Radiologically, prolonged COVID-19 pneumonia was observed as mostly typical COVID-19 pneumonia in peripheral and peribronchovascular distribution, consisting of GGOs or mixed GGO and consolidation. These results are similar to—but slightly different from—those of the aforementioned systematic review of prolonged SARS-CoV-2 infection, which demonstrated that pneumonia in prolonged SARS-CoV-2 infection was seen as typical COVID-19 pneumonia with GGO in peripheral and peribronchovascular distribution [4]. Compared to that review, our study showed more cases of: (1) mixed GGO and consolidation (vs. mostly GGO), (2) less typical COVID-19 pneumonia patterns, and (3) more patients with severity scores of 3 or 4. These differences may be due to differences in study design; the systematic review evaluated only representative published images of the cases, whereas our study involved a review of the entire CT image sets of the patients. It could also be related to the longer follow-up period in our study.
Our study has documented the CT findings of prolonged COVID-19 pneumonia at 30–59 days, 60–89 days, and after 90 days from the diagnosis of COVID-19. The CT severity scores were persistently intermediate, and worsening of airspace opacities on CTs could be observed throughout the whole duration of the SARS-CoV-2 infection. Previous studies on the natural history of COVID-19 pneumonia in immunocompetent patients focused primarily on the first 30 days after diagnosis, with the peak known to occur around days 9–13 [9,10,11]. However, prolonged COVID-19 pneumonia appears to follow a very different course, and worsening (i.e., an increase in the extent of pneumonia on CT) occurs regardless of the time elapsed since diagnosis. Radiologists unfamiliar with prolonged COVID-19 pneumonia and its unique imaging progression may misinterpret CT aggravation several weeks after the initial diagnosis as a different condition. In patients with hematologic malignancies and a recent history of COVID-19 who show persistent airspace opacities on CT, particularly those who had received B-cell-directed antibody therapies, prolonged COVID-19 pneumonia should be considered as a possible diagnosis.

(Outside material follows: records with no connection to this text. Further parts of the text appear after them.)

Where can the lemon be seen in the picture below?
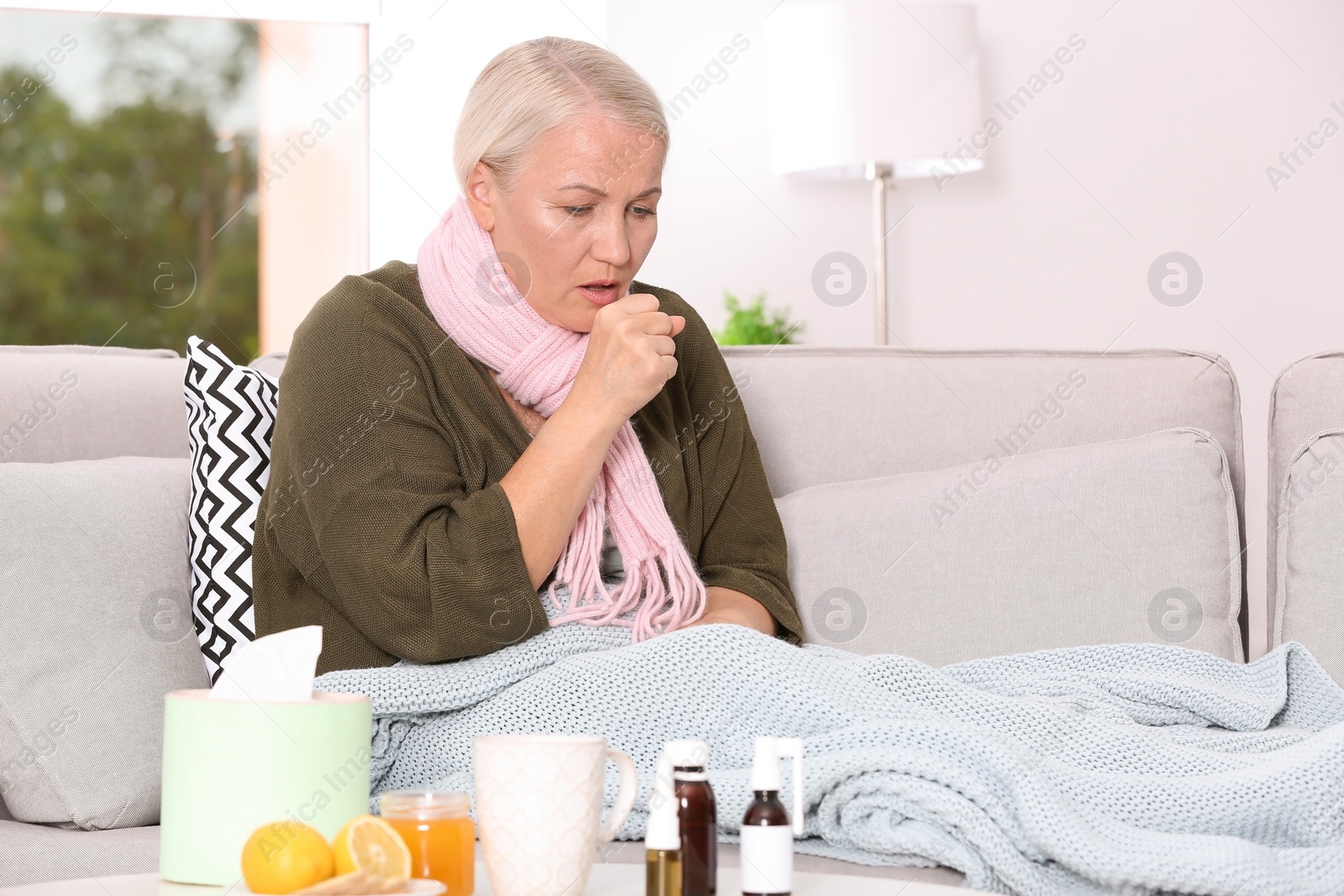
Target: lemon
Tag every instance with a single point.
(371, 846)
(286, 856)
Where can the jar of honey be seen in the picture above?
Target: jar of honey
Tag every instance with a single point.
(438, 831)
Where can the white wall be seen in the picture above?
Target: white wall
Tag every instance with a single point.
(1156, 140)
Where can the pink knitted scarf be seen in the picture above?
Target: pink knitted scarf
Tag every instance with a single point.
(480, 308)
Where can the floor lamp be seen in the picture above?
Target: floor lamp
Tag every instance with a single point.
(874, 89)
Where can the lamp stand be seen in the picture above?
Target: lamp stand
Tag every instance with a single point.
(879, 174)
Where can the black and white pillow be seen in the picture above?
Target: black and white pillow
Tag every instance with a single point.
(230, 419)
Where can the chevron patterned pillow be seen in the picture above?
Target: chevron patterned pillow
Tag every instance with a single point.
(230, 419)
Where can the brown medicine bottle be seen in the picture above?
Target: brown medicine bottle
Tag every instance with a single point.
(696, 813)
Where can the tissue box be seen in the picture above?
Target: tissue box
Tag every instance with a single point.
(232, 766)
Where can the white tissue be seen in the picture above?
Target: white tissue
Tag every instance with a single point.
(276, 667)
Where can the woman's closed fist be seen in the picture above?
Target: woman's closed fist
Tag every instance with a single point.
(629, 356)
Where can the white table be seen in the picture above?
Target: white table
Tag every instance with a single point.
(608, 879)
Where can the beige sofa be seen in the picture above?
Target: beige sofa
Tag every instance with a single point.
(824, 417)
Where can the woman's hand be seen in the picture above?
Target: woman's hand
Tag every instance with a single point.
(629, 358)
(726, 605)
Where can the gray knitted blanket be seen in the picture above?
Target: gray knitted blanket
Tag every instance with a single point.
(1131, 768)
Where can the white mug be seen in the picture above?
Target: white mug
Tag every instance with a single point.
(539, 809)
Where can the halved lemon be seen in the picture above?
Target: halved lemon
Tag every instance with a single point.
(371, 846)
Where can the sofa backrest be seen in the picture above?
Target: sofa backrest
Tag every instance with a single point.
(1305, 458)
(84, 402)
(820, 414)
(835, 414)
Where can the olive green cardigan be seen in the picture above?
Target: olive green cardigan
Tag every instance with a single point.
(383, 519)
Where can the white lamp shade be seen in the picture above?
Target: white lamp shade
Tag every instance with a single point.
(858, 81)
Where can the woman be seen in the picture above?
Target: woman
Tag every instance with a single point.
(515, 432)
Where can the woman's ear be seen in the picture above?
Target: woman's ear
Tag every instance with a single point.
(481, 196)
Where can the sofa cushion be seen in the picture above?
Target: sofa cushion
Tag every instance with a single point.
(232, 417)
(97, 629)
(38, 853)
(84, 402)
(1310, 605)
(1132, 540)
(837, 414)
(1308, 399)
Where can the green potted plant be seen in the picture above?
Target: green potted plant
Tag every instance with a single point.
(753, 325)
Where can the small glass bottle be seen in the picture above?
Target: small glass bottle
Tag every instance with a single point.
(438, 831)
(696, 815)
(663, 840)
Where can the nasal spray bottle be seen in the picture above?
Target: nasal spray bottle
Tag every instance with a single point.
(663, 837)
(766, 835)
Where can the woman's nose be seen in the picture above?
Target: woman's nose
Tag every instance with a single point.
(612, 242)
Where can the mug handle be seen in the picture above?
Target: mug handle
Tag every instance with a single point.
(624, 797)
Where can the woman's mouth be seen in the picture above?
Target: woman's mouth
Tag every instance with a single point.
(601, 291)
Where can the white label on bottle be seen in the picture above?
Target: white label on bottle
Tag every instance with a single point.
(766, 859)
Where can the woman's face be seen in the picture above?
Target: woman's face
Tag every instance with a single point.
(581, 217)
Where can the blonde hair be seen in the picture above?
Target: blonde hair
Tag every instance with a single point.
(538, 85)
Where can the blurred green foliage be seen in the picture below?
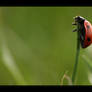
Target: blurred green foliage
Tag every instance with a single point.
(37, 45)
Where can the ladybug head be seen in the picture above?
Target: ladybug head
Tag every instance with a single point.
(79, 19)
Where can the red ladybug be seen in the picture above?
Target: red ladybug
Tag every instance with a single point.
(85, 29)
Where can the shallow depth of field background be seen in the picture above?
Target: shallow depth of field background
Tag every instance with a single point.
(37, 45)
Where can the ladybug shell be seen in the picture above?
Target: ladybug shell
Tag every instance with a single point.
(88, 34)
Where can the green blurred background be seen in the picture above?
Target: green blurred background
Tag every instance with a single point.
(37, 45)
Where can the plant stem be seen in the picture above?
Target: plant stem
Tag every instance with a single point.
(76, 59)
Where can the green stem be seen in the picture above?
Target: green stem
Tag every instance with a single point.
(76, 59)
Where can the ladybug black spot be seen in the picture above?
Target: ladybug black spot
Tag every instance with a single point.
(88, 39)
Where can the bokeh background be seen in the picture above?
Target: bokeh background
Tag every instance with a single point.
(37, 46)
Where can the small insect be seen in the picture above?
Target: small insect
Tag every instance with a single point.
(85, 29)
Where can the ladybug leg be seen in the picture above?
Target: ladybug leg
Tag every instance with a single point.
(74, 30)
(74, 23)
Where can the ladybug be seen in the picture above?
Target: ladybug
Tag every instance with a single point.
(85, 30)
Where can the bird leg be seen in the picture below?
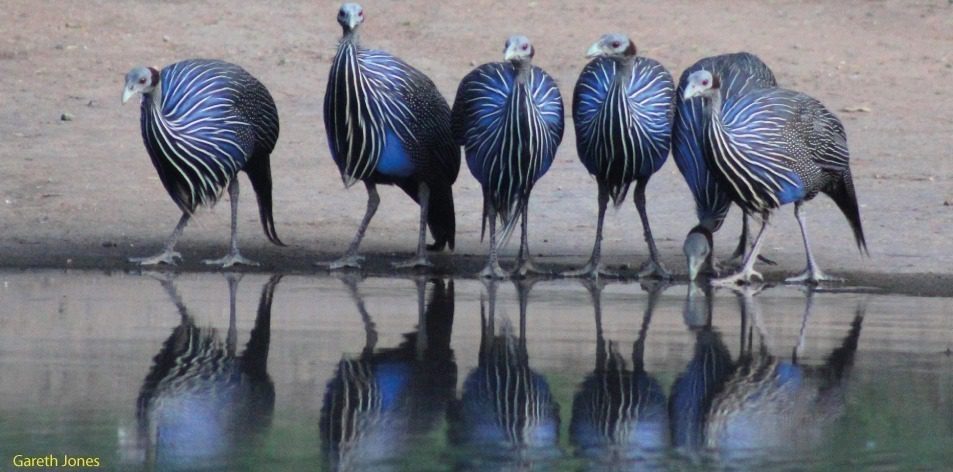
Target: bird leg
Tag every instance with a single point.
(741, 249)
(421, 259)
(233, 257)
(812, 273)
(492, 269)
(652, 268)
(594, 268)
(747, 271)
(524, 262)
(168, 255)
(351, 258)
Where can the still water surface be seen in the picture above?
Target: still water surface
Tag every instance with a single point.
(303, 373)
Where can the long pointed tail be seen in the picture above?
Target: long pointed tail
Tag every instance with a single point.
(259, 172)
(441, 217)
(846, 199)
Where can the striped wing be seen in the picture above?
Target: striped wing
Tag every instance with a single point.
(510, 131)
(623, 129)
(740, 72)
(200, 135)
(760, 148)
(382, 115)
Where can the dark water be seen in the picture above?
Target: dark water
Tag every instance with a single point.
(305, 373)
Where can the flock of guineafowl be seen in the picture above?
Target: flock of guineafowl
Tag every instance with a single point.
(735, 136)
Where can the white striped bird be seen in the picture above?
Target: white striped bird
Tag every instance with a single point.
(509, 118)
(771, 147)
(387, 123)
(622, 111)
(202, 122)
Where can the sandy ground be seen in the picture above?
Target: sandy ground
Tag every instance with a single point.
(82, 193)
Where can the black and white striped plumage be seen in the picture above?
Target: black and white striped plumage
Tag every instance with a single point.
(202, 122)
(622, 110)
(773, 146)
(387, 123)
(508, 116)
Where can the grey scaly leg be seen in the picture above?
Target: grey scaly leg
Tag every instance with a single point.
(233, 257)
(812, 273)
(524, 262)
(594, 268)
(420, 260)
(351, 257)
(492, 269)
(168, 255)
(652, 268)
(747, 271)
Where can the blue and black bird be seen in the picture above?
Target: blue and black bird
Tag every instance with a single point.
(203, 121)
(202, 403)
(773, 146)
(618, 414)
(741, 72)
(622, 110)
(509, 118)
(388, 124)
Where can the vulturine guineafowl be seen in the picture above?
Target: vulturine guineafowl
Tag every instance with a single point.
(622, 110)
(741, 72)
(202, 122)
(388, 124)
(509, 118)
(775, 146)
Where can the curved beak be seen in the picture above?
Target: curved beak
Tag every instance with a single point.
(127, 93)
(594, 51)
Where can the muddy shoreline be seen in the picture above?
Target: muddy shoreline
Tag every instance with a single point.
(466, 266)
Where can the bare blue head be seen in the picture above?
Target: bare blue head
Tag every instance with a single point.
(350, 16)
(140, 80)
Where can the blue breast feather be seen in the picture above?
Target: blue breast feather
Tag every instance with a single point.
(198, 103)
(649, 94)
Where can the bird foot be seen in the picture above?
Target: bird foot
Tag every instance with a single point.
(229, 260)
(417, 262)
(493, 271)
(352, 261)
(166, 257)
(812, 277)
(591, 271)
(740, 278)
(527, 267)
(654, 270)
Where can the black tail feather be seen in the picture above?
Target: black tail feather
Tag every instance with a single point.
(846, 199)
(441, 217)
(259, 172)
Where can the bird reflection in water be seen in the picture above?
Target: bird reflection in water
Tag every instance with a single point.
(619, 416)
(506, 416)
(202, 403)
(380, 404)
(761, 404)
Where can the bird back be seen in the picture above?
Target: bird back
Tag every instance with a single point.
(623, 128)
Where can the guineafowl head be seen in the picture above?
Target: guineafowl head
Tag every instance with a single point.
(140, 80)
(701, 83)
(350, 16)
(697, 248)
(518, 49)
(615, 45)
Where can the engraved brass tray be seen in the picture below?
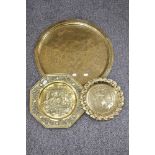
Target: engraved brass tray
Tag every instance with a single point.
(75, 47)
(54, 101)
(102, 99)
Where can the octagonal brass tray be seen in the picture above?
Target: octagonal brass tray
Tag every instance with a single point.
(75, 47)
(54, 101)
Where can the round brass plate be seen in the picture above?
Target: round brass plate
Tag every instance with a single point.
(74, 47)
(102, 99)
(54, 101)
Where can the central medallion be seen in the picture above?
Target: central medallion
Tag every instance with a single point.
(57, 100)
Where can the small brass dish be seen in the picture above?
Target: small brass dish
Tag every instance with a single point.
(54, 101)
(75, 47)
(102, 99)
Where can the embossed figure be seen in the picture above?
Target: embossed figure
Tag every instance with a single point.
(58, 101)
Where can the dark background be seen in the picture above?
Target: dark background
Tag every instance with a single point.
(87, 136)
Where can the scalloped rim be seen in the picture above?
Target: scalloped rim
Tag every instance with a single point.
(92, 113)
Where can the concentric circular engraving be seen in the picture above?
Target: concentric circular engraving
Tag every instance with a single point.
(102, 99)
(74, 47)
(57, 100)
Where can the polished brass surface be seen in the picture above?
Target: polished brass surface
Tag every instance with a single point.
(102, 99)
(74, 47)
(54, 101)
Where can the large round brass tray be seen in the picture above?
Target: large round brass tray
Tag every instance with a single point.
(75, 47)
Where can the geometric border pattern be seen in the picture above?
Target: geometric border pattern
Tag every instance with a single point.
(87, 108)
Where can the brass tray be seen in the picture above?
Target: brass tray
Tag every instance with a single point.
(102, 99)
(54, 101)
(75, 47)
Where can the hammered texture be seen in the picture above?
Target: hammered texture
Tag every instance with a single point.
(87, 136)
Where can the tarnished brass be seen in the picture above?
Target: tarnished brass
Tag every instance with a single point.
(75, 47)
(102, 99)
(54, 101)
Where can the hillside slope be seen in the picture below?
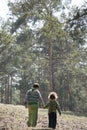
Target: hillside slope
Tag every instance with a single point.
(14, 117)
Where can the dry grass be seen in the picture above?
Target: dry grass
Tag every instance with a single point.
(14, 117)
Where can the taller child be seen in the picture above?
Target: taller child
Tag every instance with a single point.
(32, 98)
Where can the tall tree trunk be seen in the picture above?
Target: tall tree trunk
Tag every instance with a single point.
(50, 66)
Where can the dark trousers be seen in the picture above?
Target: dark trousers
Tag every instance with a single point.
(52, 120)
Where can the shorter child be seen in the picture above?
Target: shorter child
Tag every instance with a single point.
(52, 106)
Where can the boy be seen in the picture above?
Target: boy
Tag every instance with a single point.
(31, 102)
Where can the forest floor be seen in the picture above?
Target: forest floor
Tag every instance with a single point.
(14, 117)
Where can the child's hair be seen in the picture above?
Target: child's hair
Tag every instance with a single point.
(36, 85)
(52, 96)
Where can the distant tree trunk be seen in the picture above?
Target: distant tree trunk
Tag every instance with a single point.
(7, 91)
(10, 89)
(50, 66)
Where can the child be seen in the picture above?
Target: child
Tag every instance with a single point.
(52, 106)
(31, 101)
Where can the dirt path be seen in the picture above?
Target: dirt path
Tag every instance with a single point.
(15, 117)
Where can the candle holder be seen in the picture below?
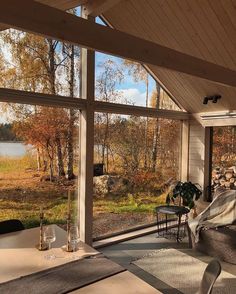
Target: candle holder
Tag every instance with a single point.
(41, 246)
(68, 247)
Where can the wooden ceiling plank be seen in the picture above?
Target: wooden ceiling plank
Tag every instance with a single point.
(194, 26)
(137, 28)
(59, 25)
(98, 7)
(188, 90)
(206, 17)
(175, 26)
(225, 28)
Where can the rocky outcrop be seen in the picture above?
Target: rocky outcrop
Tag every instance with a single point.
(107, 184)
(224, 178)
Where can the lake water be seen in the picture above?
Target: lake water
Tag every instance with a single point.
(13, 149)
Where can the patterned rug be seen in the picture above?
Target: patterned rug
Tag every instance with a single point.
(183, 271)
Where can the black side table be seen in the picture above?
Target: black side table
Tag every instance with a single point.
(179, 211)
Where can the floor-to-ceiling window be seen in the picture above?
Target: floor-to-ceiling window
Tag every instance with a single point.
(224, 157)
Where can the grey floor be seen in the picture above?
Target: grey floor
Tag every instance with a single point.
(126, 252)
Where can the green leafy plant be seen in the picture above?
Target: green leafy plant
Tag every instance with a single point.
(187, 191)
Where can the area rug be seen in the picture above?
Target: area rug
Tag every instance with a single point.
(183, 272)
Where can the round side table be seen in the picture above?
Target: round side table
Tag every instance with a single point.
(179, 211)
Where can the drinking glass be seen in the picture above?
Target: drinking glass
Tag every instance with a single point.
(49, 236)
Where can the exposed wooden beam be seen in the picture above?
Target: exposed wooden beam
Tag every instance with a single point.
(60, 25)
(216, 119)
(17, 96)
(62, 4)
(98, 7)
(86, 142)
(138, 110)
(59, 4)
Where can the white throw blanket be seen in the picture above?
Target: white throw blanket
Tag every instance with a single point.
(221, 212)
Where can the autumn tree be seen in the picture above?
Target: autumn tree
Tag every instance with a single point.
(39, 68)
(109, 77)
(140, 74)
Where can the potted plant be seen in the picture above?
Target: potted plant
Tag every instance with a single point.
(187, 191)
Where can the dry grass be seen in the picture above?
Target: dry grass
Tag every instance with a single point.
(22, 193)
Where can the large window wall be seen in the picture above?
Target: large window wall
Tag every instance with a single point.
(137, 156)
(137, 148)
(38, 162)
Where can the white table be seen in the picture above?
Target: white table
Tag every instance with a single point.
(19, 257)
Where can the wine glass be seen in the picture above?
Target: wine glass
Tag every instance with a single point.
(74, 237)
(49, 236)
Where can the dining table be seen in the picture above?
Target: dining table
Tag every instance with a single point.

About half of the patients with prolonged COVID-19 pneumonia in our study demonstrated migration of airspace opacities, 80% of whom had received anti-CD 20 agents. The remaining four patients with migrating pneumonia had received either anti-BCMA agents or venetoclax, a B-cell lymphoma-2 (Bcl-2) inhibitor, all of which have been associated with diminished immune responses to SARS-CoV-2 vaccines [5,6,8], suggesting impaired immune responses to the virus. Migration of airspace opacities has been reported in patients with prolonged SARS-CoV-2 infection and impaired B-cell immunity, either due to B-cell depletion therapies or congenital immunodeficiency [4]. Some may argue that these migrating airspace opacities represent organizing pneumonia, as such patterns are also seen in that condition [22]. However, “reverse halo sign or other findings of organizing pneumonia” is included in the definition of the typical appearance of COVID-19 pneumonia, according to an expert panel review [14], and around 40% of autopsied patients with COVID-19 pneumonia demonstrate histopathologic features of organizing pneumonia. [23,24] This suggests that part of what we collectively describe as “COVID-19 pneumonia” may, in fact, be “SARS-CoV-2-induced secondary organizing pneumonia”. It is also important to note that “organizing pneumonia” is a common endpoint of lung injury caused by various insults [25]. The migrating airspace opacities seen in our study may reflect “organizing pneumonia” triggered by continuous viral shedding into the lungs; they should not be confused with cryptogenic organizing pneumonia or drug-induced organizing pneumonia. Migrating airspace opacities may be a characteristic imaging feature of prolonged COVID-19 pneumonia, potentially signifying ongoing viral shedding due to impaired B-cell-mediated immunity, although the exact mechanism remains unclear.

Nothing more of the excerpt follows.